Wednesday, February 6th, 2019 | Posted by Thomas Parker

(1) Astounding-small (1) Astounding-back-small

Every now and then, amid your fevered cries for net neutrality, free soil and free silver, the restoration of the house of Stuart, more episodes of Firefly, or whatever other hopeless cause gets your blood racing and your family members fleeing (they recognize a wind-up to a full fledged rant when they hear one), against all odds the universe actually hears, takes note, and gives you precisely what you’ve asked for — not often, dammit, but sometimes.

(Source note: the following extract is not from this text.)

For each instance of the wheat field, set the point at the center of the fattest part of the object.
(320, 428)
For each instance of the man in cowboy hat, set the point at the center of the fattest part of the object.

Thus it was that after decades of buttonholing strangers and lecturing them on the nation’s desperate need for a biography of John W. Campbell, the pioneering science fiction writer and influential editor of Astounding Science Fiction (later Analog) from 1937 until his death in 1971, a couple of months ago I discovered that just such a book had finally been written. (Where did I find this out? I saw it mentioned on some fantasy web site or other… hold on… I’ll think of the name in a minute…)

I Immediately put Astounding: John W. Campbell, Isaac Asimov, Robert A. Heinlein, L. Ron Hubbard, and the Golden Age of Science Fiction by Alec Nevala-Lee at the top of my Christmas list, and I have just finished devouring it, blurbs, book jacket, binding glue, and all. Give me a second to belch, and I’ll tell you what I thought.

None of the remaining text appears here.